On the surface, it appears as if drug manufacturers are unduly milking the udder of American health care reimbursement, even as it runs dry for insurers and providers.
Yet, this is hardly a crime. The behavior of the pharmaceutical industry is tolerated, suggesting that drugmakers have sufficient rationale for pricing products. In contrast, a Kaiser Health Tracking Poll last month found that 73 percent of Americans find the cost of drugs to be unreasonable, and most blamed drug manufacturers for setting prices too high. Some particularly high cost medications for hepatitis C have even forced insurers and Medicaid programs to limit usage of the drugs.
The financial success of Big Pharma, medical innovations brought by its investments, absence of price intervention, public concerns, reactionary measures that affect clinical care — together these phenomena paint a puzzling picture.
Pricing Drugs
While research and development can indeed carry large costs and span multiple years, there is simply more to pricing drugs. Many modern-day assessments cite the value that a new drug brings to patients, along with savings incurred by the health system, as more relevant factors that drive drug price. BloombergView columnist Megan McArdle says that drugmakers set prices based on whatever the market will bear, especially since demand for some therapeutic drugs is relatively inelastic — in other words, demand does not change much in response to price changes.

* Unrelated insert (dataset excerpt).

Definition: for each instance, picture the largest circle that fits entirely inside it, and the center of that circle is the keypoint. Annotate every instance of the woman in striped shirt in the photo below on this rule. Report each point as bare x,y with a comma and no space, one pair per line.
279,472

Pharmacoeconomic studies may seek to quantify the value of a drug by calculating the estimated cost of an intervention per quality-adjusted life year (QALY) added by the drug. Cost savings resulting from a drug are often calculated through the cost of clinical services, hospitalizations, and other less effective medications that untreated patients would otherwise incur.
Since the main buyers of the drugs are private insurances and the government, pricing decisions do not generally consider an individual’s purchasing power. On the contrary, manufacturers offer many expensive medications free of charge to patients with inadequate insurance coverage, which has earned Big Pharma some applause.

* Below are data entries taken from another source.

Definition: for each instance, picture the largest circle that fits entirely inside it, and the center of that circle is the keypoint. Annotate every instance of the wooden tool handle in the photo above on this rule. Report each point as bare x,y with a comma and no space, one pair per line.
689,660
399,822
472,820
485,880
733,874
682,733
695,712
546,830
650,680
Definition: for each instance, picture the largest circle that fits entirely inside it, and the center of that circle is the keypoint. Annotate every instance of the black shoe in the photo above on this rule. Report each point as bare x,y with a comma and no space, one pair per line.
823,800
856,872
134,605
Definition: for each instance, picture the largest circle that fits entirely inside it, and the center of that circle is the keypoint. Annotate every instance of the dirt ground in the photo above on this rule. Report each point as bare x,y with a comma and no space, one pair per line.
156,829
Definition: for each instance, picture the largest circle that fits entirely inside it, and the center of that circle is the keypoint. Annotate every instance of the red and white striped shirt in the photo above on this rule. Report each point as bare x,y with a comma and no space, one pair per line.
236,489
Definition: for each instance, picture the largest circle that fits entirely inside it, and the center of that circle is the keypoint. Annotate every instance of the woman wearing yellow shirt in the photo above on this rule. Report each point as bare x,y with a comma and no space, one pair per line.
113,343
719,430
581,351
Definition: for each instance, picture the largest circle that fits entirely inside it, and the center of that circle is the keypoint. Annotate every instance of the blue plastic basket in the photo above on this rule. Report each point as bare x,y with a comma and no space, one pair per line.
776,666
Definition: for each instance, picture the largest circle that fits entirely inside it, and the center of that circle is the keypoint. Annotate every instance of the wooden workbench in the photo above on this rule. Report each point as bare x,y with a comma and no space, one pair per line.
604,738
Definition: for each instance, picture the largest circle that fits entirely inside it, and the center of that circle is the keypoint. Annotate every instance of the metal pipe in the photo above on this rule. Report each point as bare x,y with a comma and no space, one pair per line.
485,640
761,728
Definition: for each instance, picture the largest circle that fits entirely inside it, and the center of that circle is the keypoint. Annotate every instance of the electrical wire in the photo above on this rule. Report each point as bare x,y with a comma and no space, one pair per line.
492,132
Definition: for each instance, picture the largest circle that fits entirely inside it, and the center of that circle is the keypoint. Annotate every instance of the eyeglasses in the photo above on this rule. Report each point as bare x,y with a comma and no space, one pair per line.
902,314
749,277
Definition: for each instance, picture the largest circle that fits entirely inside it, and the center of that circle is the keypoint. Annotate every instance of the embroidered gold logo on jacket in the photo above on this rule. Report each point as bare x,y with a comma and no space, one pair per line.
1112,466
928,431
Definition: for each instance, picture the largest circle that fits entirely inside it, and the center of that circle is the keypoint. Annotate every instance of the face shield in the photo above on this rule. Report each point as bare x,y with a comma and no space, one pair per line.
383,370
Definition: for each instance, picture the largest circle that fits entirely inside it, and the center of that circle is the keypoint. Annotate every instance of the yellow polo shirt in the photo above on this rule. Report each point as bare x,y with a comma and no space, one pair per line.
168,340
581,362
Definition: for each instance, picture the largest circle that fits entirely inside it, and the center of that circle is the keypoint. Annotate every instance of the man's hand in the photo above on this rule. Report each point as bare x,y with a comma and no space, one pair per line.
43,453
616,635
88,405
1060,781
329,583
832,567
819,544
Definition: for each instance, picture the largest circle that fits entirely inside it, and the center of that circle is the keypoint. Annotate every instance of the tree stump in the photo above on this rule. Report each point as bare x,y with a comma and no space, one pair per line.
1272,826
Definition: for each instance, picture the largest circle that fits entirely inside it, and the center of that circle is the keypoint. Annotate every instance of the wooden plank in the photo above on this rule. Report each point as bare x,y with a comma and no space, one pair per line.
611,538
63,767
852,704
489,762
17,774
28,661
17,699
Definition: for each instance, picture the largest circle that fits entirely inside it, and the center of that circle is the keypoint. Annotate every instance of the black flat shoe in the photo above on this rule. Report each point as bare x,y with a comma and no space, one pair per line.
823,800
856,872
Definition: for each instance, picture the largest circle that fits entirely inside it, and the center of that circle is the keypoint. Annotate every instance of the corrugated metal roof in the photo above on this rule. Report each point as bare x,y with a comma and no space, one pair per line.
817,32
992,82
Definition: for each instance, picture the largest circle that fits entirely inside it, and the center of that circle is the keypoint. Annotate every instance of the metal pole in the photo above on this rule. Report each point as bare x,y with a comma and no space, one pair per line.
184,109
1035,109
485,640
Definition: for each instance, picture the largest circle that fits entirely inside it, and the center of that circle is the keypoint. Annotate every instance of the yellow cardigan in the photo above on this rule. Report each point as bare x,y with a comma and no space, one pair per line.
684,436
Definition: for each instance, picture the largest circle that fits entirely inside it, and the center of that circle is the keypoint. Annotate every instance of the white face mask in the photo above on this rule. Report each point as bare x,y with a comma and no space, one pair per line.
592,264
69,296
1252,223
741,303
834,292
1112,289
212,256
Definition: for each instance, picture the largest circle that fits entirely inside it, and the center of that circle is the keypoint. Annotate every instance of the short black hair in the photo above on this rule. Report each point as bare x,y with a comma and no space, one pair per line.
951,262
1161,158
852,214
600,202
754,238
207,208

If rare value and lack of alternatives drive high cost for specialty drugs, what could cause increases in generic drug prices? One reason could be drug shortages brought about by facility issues and production slowdowns due to tightened quality controls. Another theory is that consolidation among drugmakers or the departure of existing manufacturers is limiting competition in the generic drug market.
Other theories about price-setting are more cynical. Bloomberg’s Robert Langreth writes that some desperate pharmaceutical companies are raising prices on products still under patent to offset losses from former blockbuster drugs that have lost patent protection.
Perhaps the words of the former CEO of Genzyme ideally sums up the method of setting drug prices: “It is not a science. It is a feel.”